Sucesso da lava-jato depende mais da sociedade, do que da operação em si

EDITORIAL -

Data 22/06/2018
Horário 04:00

“Uma perspectiva equivocada que as pessoas têm é de que a Lava Jato vai mudar o Brasil ou que ela é suficiente para mudar o Brasil, mas isso é um erro.” Com essa frase, o coordenador da força-tarefa da Operação Lava Jato, procurador da República, Deltan Dallagnol, resumiu o grande temor de todos os envolvidos em processos de combate à corrupção no país: de que a sociedade não absorva os padrões de transparência, adotando às suas pautas demandas como fiscalização e punição de ímprobos.

Inspirada na Operação Mãos Limpas, que combateu a máfia italiana nos anos 90, a sombra de receio que paira sob a Lava Jato é de que ela tenha o mesmo fim daquela na qual se espelhou, resultando em frustração e leis que neutralizavam as penas aplicadas pela Justiça. Tanto é verdade que mais de duas décadas depois, podemos notar, nas terras ítalas, que o sistema conseguiu manter-se vivo mesmo após o duro golpe das mãos limpas.

Uma grande diferença entre as duas realidades é a ameaça de ataques às diligências por duas frentes: o parlamento, corrupto, por meio de tentativas de mudança da Constituição e diminuição do poder investigativo de órgãos como o Ministério Público, e do próprio Judiciário, haja vista que alguns ministros anunciam a possibilidade de rever posições que foram tomadas anos atrás, criaram jurisprudências e interferiram em uma série de decisões posteriores de instâncias. Ainda assim, a “mecânica” da corrupção de ambos os casos é quase igual: desvios de verbas, principalmente pelo superfaturamento de obras para benefício de empreiteiras que financiavam partidos políticos. 

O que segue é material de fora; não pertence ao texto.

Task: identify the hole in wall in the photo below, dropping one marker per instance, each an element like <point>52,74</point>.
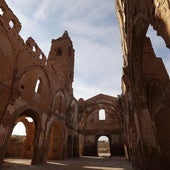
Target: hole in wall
<point>11,24</point>
<point>40,56</point>
<point>102,114</point>
<point>33,48</point>
<point>1,12</point>
<point>103,146</point>
<point>38,86</point>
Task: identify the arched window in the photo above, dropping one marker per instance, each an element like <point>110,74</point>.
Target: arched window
<point>102,114</point>
<point>59,52</point>
<point>38,86</point>
<point>19,129</point>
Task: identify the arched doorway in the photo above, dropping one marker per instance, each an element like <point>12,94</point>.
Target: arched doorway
<point>25,145</point>
<point>21,142</point>
<point>103,146</point>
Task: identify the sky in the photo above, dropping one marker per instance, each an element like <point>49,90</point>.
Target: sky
<point>93,28</point>
<point>94,31</point>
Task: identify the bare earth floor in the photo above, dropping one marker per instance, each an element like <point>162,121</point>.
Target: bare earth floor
<point>83,163</point>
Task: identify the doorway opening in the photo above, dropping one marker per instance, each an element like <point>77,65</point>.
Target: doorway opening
<point>20,145</point>
<point>55,145</point>
<point>103,146</point>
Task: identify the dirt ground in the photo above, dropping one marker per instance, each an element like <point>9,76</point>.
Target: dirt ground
<point>83,163</point>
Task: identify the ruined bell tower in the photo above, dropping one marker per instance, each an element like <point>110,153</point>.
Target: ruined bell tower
<point>61,60</point>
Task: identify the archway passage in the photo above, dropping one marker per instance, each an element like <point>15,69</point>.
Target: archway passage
<point>103,146</point>
<point>21,143</point>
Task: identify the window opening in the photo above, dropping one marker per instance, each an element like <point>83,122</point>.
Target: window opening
<point>102,114</point>
<point>11,24</point>
<point>59,52</point>
<point>19,130</point>
<point>33,48</point>
<point>103,146</point>
<point>37,86</point>
<point>1,12</point>
<point>40,57</point>
<point>29,119</point>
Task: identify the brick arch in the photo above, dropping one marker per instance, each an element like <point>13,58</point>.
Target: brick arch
<point>16,116</point>
<point>27,83</point>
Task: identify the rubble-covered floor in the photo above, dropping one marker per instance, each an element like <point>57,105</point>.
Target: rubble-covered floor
<point>83,163</point>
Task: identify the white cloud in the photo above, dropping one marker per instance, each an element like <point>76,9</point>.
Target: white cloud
<point>93,29</point>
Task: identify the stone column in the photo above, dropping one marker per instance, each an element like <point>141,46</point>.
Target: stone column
<point>145,129</point>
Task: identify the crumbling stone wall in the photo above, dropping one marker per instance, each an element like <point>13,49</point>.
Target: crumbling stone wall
<point>51,104</point>
<point>145,83</point>
<point>91,127</point>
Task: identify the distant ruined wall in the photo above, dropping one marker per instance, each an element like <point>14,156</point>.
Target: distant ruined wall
<point>51,104</point>
<point>145,83</point>
<point>91,127</point>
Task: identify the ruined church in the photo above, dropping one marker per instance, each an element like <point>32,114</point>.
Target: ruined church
<point>137,121</point>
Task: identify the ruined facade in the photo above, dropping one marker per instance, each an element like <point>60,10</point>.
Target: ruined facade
<point>32,86</point>
<point>145,83</point>
<point>136,122</point>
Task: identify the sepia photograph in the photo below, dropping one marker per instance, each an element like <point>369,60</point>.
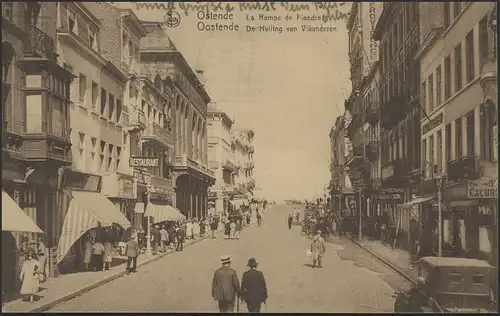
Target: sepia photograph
<point>249,157</point>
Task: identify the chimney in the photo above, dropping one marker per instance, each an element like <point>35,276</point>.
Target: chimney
<point>200,75</point>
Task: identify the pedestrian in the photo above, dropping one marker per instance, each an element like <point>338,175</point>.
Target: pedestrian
<point>318,249</point>
<point>253,287</point>
<point>164,238</point>
<point>87,252</point>
<point>189,229</point>
<point>30,275</point>
<point>181,235</point>
<point>225,286</point>
<point>232,230</point>
<point>96,261</point>
<point>132,252</point>
<point>43,254</point>
<point>108,255</point>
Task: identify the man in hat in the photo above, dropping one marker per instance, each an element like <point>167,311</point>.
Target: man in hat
<point>253,287</point>
<point>318,248</point>
<point>225,286</point>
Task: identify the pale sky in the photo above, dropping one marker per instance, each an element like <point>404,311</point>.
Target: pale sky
<point>286,87</point>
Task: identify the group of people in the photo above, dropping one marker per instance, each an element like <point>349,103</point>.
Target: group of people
<point>226,289</point>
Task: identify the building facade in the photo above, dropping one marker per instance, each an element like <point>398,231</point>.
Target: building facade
<point>397,31</point>
<point>458,131</point>
<point>363,53</point>
<point>36,115</point>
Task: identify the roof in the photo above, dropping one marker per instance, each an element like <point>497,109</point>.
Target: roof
<point>453,262</point>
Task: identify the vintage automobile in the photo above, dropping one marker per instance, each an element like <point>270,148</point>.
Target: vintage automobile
<point>447,284</point>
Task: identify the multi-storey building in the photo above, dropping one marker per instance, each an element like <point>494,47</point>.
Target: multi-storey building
<point>363,52</point>
<point>458,141</point>
<point>221,157</point>
<point>35,129</point>
<point>96,130</point>
<point>397,31</point>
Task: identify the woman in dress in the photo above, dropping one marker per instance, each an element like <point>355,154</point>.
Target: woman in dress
<point>108,255</point>
<point>30,275</point>
<point>87,252</point>
<point>43,254</point>
<point>189,229</point>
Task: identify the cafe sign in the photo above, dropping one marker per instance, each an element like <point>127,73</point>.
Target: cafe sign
<point>482,189</point>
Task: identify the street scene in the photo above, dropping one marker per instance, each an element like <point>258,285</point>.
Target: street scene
<point>336,157</point>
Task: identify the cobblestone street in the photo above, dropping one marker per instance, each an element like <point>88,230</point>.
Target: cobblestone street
<point>181,282</point>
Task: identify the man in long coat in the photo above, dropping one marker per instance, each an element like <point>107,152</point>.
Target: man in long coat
<point>253,287</point>
<point>225,286</point>
<point>318,249</point>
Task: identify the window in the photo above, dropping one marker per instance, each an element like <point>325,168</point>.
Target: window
<point>118,110</point>
<point>470,133</point>
<point>446,21</point>
<point>438,85</point>
<point>34,113</point>
<point>82,84</point>
<point>486,123</point>
<point>431,92</point>
<point>448,142</point>
<point>111,110</point>
<point>424,153</point>
<point>72,22</point>
<point>95,94</point>
<point>458,138</point>
<point>439,153</point>
<point>93,39</point>
<point>483,39</point>
<point>104,96</point>
<point>458,68</point>
<point>456,9</point>
<point>424,95</point>
<point>431,152</point>
<point>447,78</point>
<point>469,56</point>
<point>8,10</point>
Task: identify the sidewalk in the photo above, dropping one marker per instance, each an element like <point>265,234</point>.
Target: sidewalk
<point>66,287</point>
<point>397,259</point>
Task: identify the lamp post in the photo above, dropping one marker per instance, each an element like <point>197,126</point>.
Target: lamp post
<point>439,181</point>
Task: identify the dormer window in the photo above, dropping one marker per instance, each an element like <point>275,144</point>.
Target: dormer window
<point>72,22</point>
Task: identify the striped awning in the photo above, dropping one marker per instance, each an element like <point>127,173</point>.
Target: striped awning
<point>86,211</point>
<point>163,213</point>
<point>14,219</point>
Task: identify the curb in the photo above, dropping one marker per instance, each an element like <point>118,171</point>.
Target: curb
<point>90,287</point>
<point>388,263</point>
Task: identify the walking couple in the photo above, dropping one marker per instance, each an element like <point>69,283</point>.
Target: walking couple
<point>226,287</point>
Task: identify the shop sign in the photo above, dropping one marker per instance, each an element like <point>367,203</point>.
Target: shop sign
<point>143,162</point>
<point>125,188</point>
<point>74,180</point>
<point>482,190</point>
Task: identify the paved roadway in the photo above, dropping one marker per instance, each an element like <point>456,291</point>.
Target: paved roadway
<point>181,282</point>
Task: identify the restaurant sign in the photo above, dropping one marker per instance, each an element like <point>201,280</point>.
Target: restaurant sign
<point>143,162</point>
<point>482,189</point>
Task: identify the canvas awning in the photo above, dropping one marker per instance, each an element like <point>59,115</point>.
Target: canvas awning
<point>14,219</point>
<point>418,200</point>
<point>86,211</point>
<point>163,213</point>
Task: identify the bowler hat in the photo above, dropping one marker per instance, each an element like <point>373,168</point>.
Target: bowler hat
<point>252,263</point>
<point>225,259</point>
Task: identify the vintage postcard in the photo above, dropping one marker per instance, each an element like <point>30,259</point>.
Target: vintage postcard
<point>234,157</point>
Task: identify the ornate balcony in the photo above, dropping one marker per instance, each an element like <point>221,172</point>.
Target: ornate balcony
<point>464,168</point>
<point>371,150</point>
<point>371,112</point>
<point>37,43</point>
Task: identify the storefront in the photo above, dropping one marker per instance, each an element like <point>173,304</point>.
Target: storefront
<point>472,208</point>
<point>83,211</point>
<point>121,190</point>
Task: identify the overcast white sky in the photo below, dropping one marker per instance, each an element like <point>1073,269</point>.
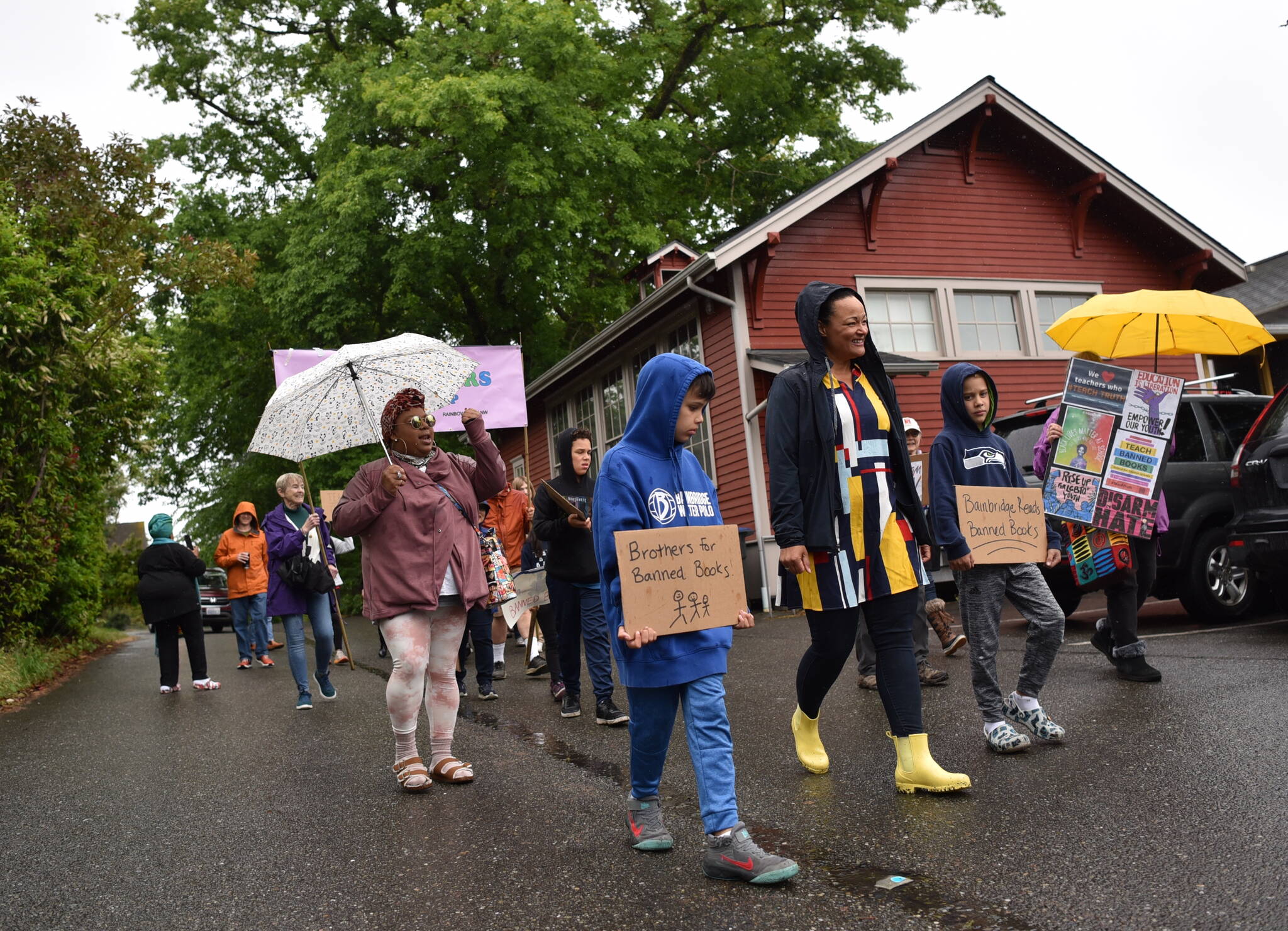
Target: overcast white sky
<point>1187,97</point>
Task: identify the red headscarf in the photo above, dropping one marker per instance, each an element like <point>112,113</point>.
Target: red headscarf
<point>402,402</point>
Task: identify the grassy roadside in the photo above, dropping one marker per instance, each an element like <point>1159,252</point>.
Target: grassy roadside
<point>25,666</point>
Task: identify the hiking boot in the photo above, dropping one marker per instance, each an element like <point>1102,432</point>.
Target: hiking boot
<point>737,857</point>
<point>1131,664</point>
<point>607,713</point>
<point>645,819</point>
<point>1006,740</point>
<point>929,675</point>
<point>325,686</point>
<point>1042,727</point>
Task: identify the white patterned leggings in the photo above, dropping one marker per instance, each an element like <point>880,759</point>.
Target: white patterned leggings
<point>421,642</point>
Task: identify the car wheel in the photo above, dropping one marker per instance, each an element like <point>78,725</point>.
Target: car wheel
<point>1214,589</point>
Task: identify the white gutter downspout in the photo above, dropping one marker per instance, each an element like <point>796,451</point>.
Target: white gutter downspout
<point>750,425</point>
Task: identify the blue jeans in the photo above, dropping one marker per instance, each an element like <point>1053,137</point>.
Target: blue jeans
<point>706,725</point>
<point>319,616</point>
<point>250,623</point>
<point>580,615</point>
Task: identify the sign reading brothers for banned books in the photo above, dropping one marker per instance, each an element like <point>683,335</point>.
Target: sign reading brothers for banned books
<point>1117,429</point>
<point>680,579</point>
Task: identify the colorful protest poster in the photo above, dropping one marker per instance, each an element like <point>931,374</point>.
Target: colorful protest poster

Ainda no campo das similaridades, no Brasil e na Itália, a “massa” chegou a ir às ruas para apoiar a investigação, mas logo se cansou. Essa postura minimiza a eficácia das operações na medida em que reduz o apoio popular e, consequentemente, a cobertura midiática. O “abandono” do tema abre espaço para que as forças escusas do sistema corrupto intrincado nas instituições consigam contornar as punições sorrateiramente por meio de artimanhas sórdidas e extremamente criativas, resultando em poucas mudanças efetivas no longo prazo. Assim, como prenunciou Dallagnol em sua análise distópica, pode ser que a operação só resulte mesmo em uma “dança da cadeira” dos corruptos. A definição do futuro, todavia, não poderia ser mais democrática: está literalmente na mão do povo.